しかも、この方式であれば、ポスト・コロナに対応した需要を引き出すことが出来ます。

まず、高額納税者(=税額控除が大きい人々)は、人数が限定されます。これは一見、マイナスのようですが、税額控除は消費額に連動するので「人数は少ないが単価は高い」という状況を創出出来ます。つまり、現場においては量ではなく質を志向することが出来ます。これは、「団体客を狙わないで良い」というマーケティングに繋がります。おそらく、完全に新型コロナを撲滅することは難しく、感染症対策を行いながら「折り合いをつけていく」ことが必要となることを考えれば、このマーケティング視点はとても重要。

さらに、一般論ですが、年収と学歴は比例します。学歴が、必ずしも知性を示すわけではありませんが、確率的にいえば「自立的に判断できる」人が多くなるでしょう。つまり、自立的に判断出来る人ほど、多くの消費を行うことを誘導することになります。これは、感染拡大対策にも役立つでしょう。

しかも、経済がクラッシュしたとしても、公務員や一部大企業の社員は、いきなり所得が減ることはありません。つまり、当面は、しっかりと「納税」することになるわけで、原資は維持されます。

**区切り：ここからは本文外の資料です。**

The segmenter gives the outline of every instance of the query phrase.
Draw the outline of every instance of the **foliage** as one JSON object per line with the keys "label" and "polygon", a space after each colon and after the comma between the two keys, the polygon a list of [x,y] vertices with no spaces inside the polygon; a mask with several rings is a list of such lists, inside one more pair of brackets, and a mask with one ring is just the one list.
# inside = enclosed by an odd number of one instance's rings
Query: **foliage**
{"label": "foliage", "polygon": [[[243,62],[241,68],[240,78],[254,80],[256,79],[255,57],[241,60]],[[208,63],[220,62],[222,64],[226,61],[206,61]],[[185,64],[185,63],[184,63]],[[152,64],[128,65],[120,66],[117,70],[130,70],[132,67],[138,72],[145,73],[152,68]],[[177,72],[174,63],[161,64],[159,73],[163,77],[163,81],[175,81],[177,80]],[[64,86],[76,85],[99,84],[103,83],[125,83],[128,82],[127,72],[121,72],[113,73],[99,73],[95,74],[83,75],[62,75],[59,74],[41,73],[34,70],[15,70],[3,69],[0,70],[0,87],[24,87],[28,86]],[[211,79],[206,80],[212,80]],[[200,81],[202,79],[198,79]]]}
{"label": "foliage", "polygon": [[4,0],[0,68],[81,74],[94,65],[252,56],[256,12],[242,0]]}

つまり、旅行減税では、第2、第3の波への対応力の高い需要を引き出せるのです。

巷では、景気対策として、消費税減税が叫ばれていますが、2018年度実績で消費税の税収は18兆円、所得税は20兆円。対して、国内宿泊旅行市場は2017年実績で17兆円。

消費税減税をしても、第3の波によって消費は増えないかもしれないし、仮に消費が生じてもどこに向かうかわかりません。無理に誘導すれば、第2の波への対応力がおかしなことになり爆発的な感染を呼び込むリスクもあります。

一方、仮に、所得税の20%を控除可能とすれば、4兆円を特定の消費分野に割り当てることが出来ます。「患部」に直接、需要を打ち込むことが出来るということです。

なお、わかりやすさを優先して「旅行減税」としていますが、単品の飲食やコンサート、テーマパークなども「ホスピタリティ産業」を対象となることをイメージしています。

「気」をつくる

仮に、こうした施策が展開できると、日本という国は、観光産業を基幹産業としてしっかり支えていくアピールになるでしょう。これは、サービス経済社会の特性を踏まえた経済対策が打てる国という評価にも繋がり、第4の波を抑えることになるでしょう。

経済というのは、雰囲気によっても大きく左右されます。熊本地震の時の「ふっこう割」がそうであったように、人々のマインドを動かすくらい政策を展開し、「気」をつくっていくことが重要と考えます。

感染拡大が続く現状では、事業者が倒れないような支援策を展開しつつ、一定程度、落ち着いたタイミングにおいて、こうしたユニークで、インパクトのある支援策の展開を期待したいところです。